DEPREM ÜLKENİN BİR GERÇEĞİ

Yeni yapılarda özellikle planlamanın çok dikkatli şekilde yapılması gerektiğine dikkat çeken Kılınç, “Deprem ülkenin bir gerçeği, benim defalarca uyarım olmuştu. 

Şunu demiştik; ülkemiz fay hatları üzerinde duruyor. 

Ülkemizin birçok şehri fay hatları üzerinde. 
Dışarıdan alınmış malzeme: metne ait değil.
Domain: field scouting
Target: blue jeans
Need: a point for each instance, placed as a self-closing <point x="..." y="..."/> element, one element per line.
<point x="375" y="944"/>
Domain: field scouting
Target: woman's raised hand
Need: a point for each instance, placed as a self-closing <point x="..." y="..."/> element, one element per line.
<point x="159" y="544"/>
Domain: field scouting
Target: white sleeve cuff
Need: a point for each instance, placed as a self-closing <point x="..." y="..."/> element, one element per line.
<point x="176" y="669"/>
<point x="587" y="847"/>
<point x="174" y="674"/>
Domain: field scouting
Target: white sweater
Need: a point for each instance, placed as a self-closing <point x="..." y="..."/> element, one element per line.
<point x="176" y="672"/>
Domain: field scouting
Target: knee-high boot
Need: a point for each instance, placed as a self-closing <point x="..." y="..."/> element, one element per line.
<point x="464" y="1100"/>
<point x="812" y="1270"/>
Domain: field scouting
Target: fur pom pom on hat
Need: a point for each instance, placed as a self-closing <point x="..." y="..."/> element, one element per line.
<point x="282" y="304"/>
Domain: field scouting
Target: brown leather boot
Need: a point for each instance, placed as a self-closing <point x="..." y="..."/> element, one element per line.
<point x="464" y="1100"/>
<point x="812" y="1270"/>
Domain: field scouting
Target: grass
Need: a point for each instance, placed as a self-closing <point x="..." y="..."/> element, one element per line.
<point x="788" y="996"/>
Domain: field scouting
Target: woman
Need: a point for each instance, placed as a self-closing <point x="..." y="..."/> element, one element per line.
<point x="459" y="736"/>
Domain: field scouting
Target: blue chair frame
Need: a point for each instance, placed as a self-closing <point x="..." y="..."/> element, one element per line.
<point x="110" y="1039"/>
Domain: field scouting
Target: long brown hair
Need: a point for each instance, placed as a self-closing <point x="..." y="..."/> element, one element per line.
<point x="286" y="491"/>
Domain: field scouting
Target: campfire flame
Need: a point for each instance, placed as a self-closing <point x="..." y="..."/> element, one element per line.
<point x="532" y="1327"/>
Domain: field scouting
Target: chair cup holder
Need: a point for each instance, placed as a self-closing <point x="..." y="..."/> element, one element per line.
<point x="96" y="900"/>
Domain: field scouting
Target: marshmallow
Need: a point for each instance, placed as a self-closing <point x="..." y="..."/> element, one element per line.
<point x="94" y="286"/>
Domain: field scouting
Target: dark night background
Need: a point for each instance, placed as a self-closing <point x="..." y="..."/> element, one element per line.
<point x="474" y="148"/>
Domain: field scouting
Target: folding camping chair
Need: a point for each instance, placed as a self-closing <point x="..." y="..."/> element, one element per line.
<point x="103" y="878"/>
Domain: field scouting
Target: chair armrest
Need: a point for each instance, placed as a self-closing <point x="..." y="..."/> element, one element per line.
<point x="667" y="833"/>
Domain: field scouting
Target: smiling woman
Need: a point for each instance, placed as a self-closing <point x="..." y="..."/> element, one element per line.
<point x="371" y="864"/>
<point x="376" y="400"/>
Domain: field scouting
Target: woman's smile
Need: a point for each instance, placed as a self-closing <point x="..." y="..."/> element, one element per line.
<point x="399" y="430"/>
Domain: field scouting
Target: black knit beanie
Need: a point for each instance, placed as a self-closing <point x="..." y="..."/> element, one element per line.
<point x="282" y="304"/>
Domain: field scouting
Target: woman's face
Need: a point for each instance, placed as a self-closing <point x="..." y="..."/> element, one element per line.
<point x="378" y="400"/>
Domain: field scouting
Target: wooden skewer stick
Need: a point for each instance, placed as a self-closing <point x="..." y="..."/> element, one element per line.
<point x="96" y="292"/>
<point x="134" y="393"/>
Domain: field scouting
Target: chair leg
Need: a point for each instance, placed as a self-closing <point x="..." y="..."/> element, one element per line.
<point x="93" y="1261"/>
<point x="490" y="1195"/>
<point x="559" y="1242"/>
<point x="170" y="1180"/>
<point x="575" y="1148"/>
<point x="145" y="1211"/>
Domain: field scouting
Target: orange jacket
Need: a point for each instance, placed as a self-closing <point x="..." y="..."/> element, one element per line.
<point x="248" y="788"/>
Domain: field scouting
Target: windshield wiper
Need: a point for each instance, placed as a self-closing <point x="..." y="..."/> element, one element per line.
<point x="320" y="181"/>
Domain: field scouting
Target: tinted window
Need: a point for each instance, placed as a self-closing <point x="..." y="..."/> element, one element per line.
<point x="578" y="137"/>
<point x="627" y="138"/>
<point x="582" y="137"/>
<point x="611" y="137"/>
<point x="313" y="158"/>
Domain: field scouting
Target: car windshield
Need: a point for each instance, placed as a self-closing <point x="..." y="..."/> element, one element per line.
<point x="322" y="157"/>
Deprem riski belli. Bunun tedbirini almazsanız, ondan sonra kader dersek bu doğru olmaz. Tedbir almamız lazım diye ben yıllar öncesinden beri söylüyorum. Yaptığımız incelemelerde nerede tedbir alacağımız konusunda en önemli husus, yıkılan binaların birçoğunun 30-35 yıllık olduğunu gördük. Bunların neden yıkıldığına baktığımızda özellikle betonun sağlıklı olmadığını, beton dayanımının çok düşük olduğunu ve demirlerin düz demir olduğunu yani aslında taşıyıcı kolon dediğimiz kirişlerin görev yapmadığı görülüyor.  Defalarca uyarmıştık. Şimdi ülke olarak bugün bu bölgede yaşanan, yasa boğulduğumuz bu ağır kayıp, daha sonra daha büyük kayıplara da neden olabilir. Mesela şu an en çok konuşulan Marmara Bölgesi’ndeki fay hattında 7.6, 7.7 şiddetinde büyük bir deprem beklendiği. Hemen hemen bütün jeologlar ve hocalar aynı görüşü paylaşıyor. Yani yakın zamanda bir deprem bekliyoruz. Bugün biz ülke olarak bu süreci geriye götüremeyiz. Çok ağır bir durum ve ülke olarak da bunun travmasını yaşıyoruz. Buradaki insanlar çok çok fazla yaşıyor. Biz de ikinci günden sonra buralara geldik. Biz de Kayseri’de depremi yaşadık. Daha sonra gelince eksiklikleri gördük. Bu eksiklikleri gördükten sonra gücümüz neye yetiyorsa destek olmaya çalıştık. İş makinelerinden, gıda ihtiyaçlarından her konuda destek olmaya çalıştık. Bir iş adamı olarak bu bizim vatani görevimiz ama devleti yönetenlerin de görevi var. Burada bir sıkıntı yaşandı, 1 yıl sonra 3 yıl sonra kestiremiyoruz belki de yarın İstanbul’da büyük bir deprem bekleniyor. Bu deprem için neler yaptık? Nasıl bir önlem aldık? Oradaki riskli yapı sayısı bu bölgedeki bütün illerin toplamından daha fazla.” şeklinde uyarılarda bulundu. 

DEPREM TARİHÇEMİZ...

Antik dönemde Mazaka, Roma zamanında Caesarea, Türklerin yönetimine girdikten sonra ve Cumhuriyet ile birlikte yine Kayseri olarak adlandırılan şehrimizde M.Ö.3000 de Kültepe ve Franktin’de başlayan yaşam izlerinden itibaren kronolojimiz dikkat çekmekte. 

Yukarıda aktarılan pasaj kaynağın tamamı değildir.